La SA BANQUE ACCORD qui réfutait dans ses conclusions d'avant la réouverture des débats chacun des moyens de l'appelante et stigmatisait également la mauvaise foi de celle-ci soutient, dans ses conclusions après réouverture des débats, que le découvert autorisé était de 20.000 F et qu'aucune forclusion n'est donc encourue et ce dans la mesure ou en tout état de cause, eu égard au texte applicable au contrat, la sanction de cette irrégularité serait au mieux la déchéance du droit du préteur aux intérêts conventionnels. Elle s'oppose également à tout délai de paiement.

Elle conclut donc à la confirmation du jugement, au rejet des prétentions de Madame X. et à l'allocation de la somme de 1.500 euros en application de l’article 700 du Code de procédure civile.

L'ordonnance de clôture est intervenue le 14 janvier 2010 ; l'affaire après réouverture des débats est venue à l'audience de plaidoirie du 7 septembre 2010 à l'issue de laquelle elle a été mise en délibéré au 28 octobre 2010.

 

MOTIFS (justification de la décision)                                                 (N.B. : Mention ne figurant pas sur l’original)

SUR CE,

1. Sur le moyen de nullité de l'ordonnance d'injonction de payer soulevé par Madame Y. épouse X., il sera observé que la copie qui lui a été signifiée est revêtue de la signature du greffier qui la certifiée conforme à la minute détenue par le greffe du tribunal d'instance. Par ailleurs, la copie de la dite ordonnance figurant au dossier de première instance versé au dossier de la cour, comporte la signature du juge et du greffier. Aussi, par application des dispositions des articles 1410, 1411, 458, 459 et 726 et suivants du Code de procédure civile, l'ordonnance entreprise sera-t-elle déclarée régulière et le moyen rejeté.

2.1. Aux termes de l’article L. 311-37 du Code de la consommation, dans sa rédaction applicable lors de la conclusion du contrat, les actions nées d'un contrat de crédit à la consommation doivent être engagées, à peine de forclusion, dans les deux années de l'événement qui leur a donné naissance. Le point de départ du délai biennal, à l'expiration duquel il ne peut plus s'exercer d'action, se situe à la date d'exigibilité de l'obligation qui lui a donnée naissance. Plus précisément, dans le cas d'une ouverture de crédit, d'un montant déterminé et reconstituable, assortie d'une obligation de remboursement à échéances convenues, le point de départ de ce délai se situe au moment où le montant du dépassement maximum initialement convenu n'est pas régularisé, cette situation constituant un incident caractérisant la défaillance de l'emprunteur.

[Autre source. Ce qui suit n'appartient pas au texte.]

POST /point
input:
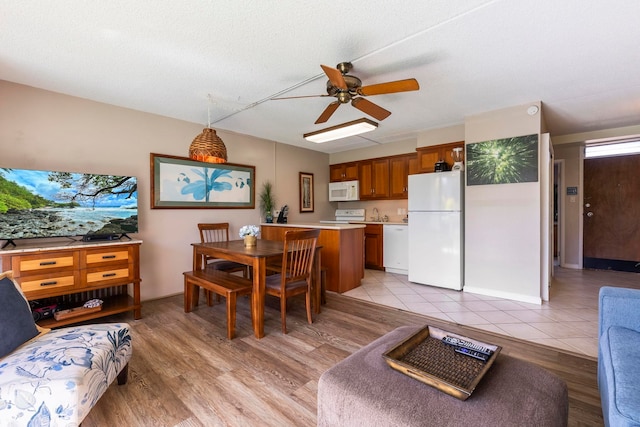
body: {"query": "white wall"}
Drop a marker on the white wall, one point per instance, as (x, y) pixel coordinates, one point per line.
(502, 222)
(45, 130)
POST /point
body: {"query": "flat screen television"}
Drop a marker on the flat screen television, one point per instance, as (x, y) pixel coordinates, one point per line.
(47, 204)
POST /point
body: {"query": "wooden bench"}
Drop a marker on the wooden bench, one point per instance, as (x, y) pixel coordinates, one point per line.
(218, 282)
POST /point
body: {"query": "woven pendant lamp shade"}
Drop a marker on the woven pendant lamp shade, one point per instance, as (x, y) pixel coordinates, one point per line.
(208, 147)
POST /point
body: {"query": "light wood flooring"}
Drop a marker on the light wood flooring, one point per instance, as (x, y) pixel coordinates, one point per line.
(184, 372)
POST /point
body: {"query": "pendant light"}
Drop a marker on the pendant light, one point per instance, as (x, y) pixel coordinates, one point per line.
(207, 146)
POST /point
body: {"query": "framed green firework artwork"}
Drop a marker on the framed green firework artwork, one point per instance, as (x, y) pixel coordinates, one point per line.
(503, 161)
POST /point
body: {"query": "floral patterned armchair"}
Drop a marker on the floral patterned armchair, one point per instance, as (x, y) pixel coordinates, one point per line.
(56, 378)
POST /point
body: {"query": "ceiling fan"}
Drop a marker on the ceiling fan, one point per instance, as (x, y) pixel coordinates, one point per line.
(345, 87)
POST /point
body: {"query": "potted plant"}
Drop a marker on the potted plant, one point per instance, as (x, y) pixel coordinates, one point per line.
(267, 201)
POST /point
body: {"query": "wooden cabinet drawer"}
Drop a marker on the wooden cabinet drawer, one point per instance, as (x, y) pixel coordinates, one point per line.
(41, 286)
(101, 276)
(27, 264)
(98, 257)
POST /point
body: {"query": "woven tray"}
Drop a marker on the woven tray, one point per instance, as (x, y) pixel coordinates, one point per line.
(424, 357)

Par ailleurs, en matière de crédits utilisables par fractions, l’article L. 311-9 du Code de la consommation, dans sa rédaction applicable au contrat, dispense le prêteur lors d'un renouvellement du contrat initial de soumettre à l'acceptation de l'emprunteur une nouvelle offre préalable, cette dispense ne s'étend toutefois pas aux nouvelles ouvertures de crédit auxquelles doivent être assimilées toutes modifications du montant du crédit ou du taux du crédit précédemment consenti, lesquelles constituent un nouveau contrat qui doit donc être conclu dans les termes d'une offre préalable répondant aux exigences des dispositions des articles L. 311- 9 -1 et L. 311-10 du même Code ; l'acceptation ne peut être tacite mais doit résulter d'un acte univoque de l'emprunteur.

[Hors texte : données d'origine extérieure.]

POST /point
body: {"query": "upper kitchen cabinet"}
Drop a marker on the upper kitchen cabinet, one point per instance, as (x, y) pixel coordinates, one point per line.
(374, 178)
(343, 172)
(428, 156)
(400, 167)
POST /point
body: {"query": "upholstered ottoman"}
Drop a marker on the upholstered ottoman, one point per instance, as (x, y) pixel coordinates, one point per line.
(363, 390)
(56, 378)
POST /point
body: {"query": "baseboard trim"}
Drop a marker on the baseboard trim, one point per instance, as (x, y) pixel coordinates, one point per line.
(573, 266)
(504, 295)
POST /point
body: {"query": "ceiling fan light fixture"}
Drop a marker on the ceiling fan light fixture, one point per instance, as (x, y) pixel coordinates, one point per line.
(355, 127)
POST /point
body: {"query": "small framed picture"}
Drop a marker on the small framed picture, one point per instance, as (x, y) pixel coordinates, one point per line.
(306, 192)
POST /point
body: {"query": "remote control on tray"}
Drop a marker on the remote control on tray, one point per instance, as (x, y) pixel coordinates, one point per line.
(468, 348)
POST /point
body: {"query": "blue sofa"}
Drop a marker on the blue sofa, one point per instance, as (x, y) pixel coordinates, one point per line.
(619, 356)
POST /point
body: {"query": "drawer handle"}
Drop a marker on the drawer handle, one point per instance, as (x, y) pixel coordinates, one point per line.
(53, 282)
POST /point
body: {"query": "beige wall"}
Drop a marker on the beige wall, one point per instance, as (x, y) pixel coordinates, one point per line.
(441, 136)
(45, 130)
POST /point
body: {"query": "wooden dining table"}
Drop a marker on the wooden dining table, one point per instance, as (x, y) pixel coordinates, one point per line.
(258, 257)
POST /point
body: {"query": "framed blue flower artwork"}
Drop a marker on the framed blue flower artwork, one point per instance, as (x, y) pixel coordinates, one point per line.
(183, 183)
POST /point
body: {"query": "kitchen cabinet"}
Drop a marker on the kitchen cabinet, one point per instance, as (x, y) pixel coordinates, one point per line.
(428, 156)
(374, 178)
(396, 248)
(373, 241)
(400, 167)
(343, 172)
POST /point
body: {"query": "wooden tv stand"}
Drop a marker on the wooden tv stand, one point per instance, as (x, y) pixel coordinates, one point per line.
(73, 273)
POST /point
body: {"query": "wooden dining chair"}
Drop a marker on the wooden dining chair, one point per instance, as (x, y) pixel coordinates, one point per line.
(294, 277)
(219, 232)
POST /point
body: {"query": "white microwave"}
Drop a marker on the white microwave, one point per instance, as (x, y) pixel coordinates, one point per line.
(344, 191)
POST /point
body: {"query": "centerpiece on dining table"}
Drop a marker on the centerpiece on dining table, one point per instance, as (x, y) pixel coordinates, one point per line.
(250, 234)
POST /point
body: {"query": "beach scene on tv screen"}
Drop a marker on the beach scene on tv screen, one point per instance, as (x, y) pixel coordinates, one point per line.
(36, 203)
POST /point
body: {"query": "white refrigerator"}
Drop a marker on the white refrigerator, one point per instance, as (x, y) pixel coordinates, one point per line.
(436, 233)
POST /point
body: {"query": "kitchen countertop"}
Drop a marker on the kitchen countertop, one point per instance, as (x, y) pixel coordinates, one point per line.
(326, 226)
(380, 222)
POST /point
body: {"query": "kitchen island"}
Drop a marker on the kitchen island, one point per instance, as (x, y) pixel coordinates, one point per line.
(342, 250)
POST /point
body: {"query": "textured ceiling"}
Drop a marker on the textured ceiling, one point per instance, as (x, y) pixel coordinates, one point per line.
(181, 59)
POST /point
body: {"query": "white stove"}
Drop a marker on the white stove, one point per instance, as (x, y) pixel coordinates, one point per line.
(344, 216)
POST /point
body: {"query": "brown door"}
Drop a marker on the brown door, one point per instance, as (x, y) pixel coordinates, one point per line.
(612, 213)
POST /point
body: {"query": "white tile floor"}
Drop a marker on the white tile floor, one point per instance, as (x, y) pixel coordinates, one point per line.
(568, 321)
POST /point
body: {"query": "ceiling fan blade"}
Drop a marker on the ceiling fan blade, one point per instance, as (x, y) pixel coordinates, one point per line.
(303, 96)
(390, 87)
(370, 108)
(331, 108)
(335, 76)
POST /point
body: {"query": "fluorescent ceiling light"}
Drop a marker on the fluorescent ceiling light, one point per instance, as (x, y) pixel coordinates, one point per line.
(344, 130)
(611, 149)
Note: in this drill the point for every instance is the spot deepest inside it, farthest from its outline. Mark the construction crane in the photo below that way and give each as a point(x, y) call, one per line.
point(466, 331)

2.2. Enfin, il convient de rappeler qu'aux termes des dispositions de l’article L. 132 -1 du Code de la consommation, est réputée non écrite comme étant abusive une clause qui a pour objet ou pour effet de créer au détriment du non professionnel ou du consommateur un déséquilibre significatif entre les droits et des obligations des parties au contrat. À cet égard une clause contractuelle qui dispense le prêteur d'une nouvelle offre préalable lors d'augmentations du crédit initial, qui interviendraient donc sans acceptation préalable de l'emprunteur mais également sans possibilité pour celui-ci de se rétracter, crée un déséquilibre significatif entre les droits et les obligations des parties au contrat et doivent être réputées non écrites.

2.3. Elle produit notamment au soutien de ses demandes l'offre préalable du 31 octobre 1997 en original, l'historique du compte entre le 30 décembre 1997 et le 25 décembre 2007 et la lettre de déchéance du terme.

Il est indiqué au recto de l'offre : « Modalités de fonctionnement de l'ouverture de crédit » qu'elle « ouvre droit à un crédit qui ne peut être supérieur à une fraction des achats effectués à l'aide de la carte accord. Cette fraction est celle dont le financement à crédit est autorisé, le versement légal ....» ; il est également stipulé aux conditions générales du crédit, au verso de l'offre, que le montant initialement convenu pourra ultérieurement varier dans les conditions suivantes et dans la limite maximum de 140.000 Francs sans que cela constitue une nouvelle offre... sur demande écrite de l'emprunteur acceptée par la Société BANQUE ACCORD.

Outre que la clause sus-rappelée s'analyse en une clause abusive au sens des dispositions précitées de l’article L. 132-1 du Code de la consommation (Cf. § 2-2), la Cour a vainement cherché dans les pièces les demandes express d'augmentation du montant du crédit initialement convenu faites par Madame X. et accepté par la société de crédit.

Au cas d'espèce l'offre a été expressément conclue pour « un montant actuellement autorisé du découvert de 2.000 Francs ». Ce montant initial de 2.000 Francs soit 304,90 euros a été dépassé à compter du 6 janvier 1999. L'examen de l'historique du compte montre par ailleurs qu'il n'a cessé de s'aggraver depuis et n'est jamais plus par la repassé en deçà du seuil initialement convenu par l'effet de versements du débiteurs ou d'un offre régulière dans les termes des textes précités voir d'une demande express de Madame X. ; à titre indicatif il était de 35.321 Francs au 25 janvier 2001.

Ce dépassement du plafond autorisé constitue, au sens des textes précités et de la jurisprudence subséquente, un incident de paiement manifestant la défaillance de l'emprunteur, point de départ du délai de forclusion. Or, la signification de l'ordonnance d'injonction de payer est intervenue le 5 novembre 2008, soit plus de deux ans après l'incident de paiement caractérisant la défaillance de l'emprunteur. Il convient donc de constater que la société est forclose en ses demandes.

Le jugement sera infirmé et la SA BANQUE ACCORD déclarée irrecevable

3. La SA BANQUE ACCORD succombe dans ses prétentions, elle supportera la charge des dépens d'appel et de première instance.

 

DISPOSITIF (décision proprement dite)                                          (N.B. : Mention ne figurant pas sur l’original)

PAR CES MOTIFS :

Statuant publiquement et contradictoirement ;

Infirme le jugement ;

Déclare la SA BANQUE ACCORD irrecevable en ses demandes ;

Condamne la SA BANQUE ACCORD aux dépens de première instance et d'appel qui seront recouvrés conformément aux dispositions de la loi sur l'aide juridictionnelle.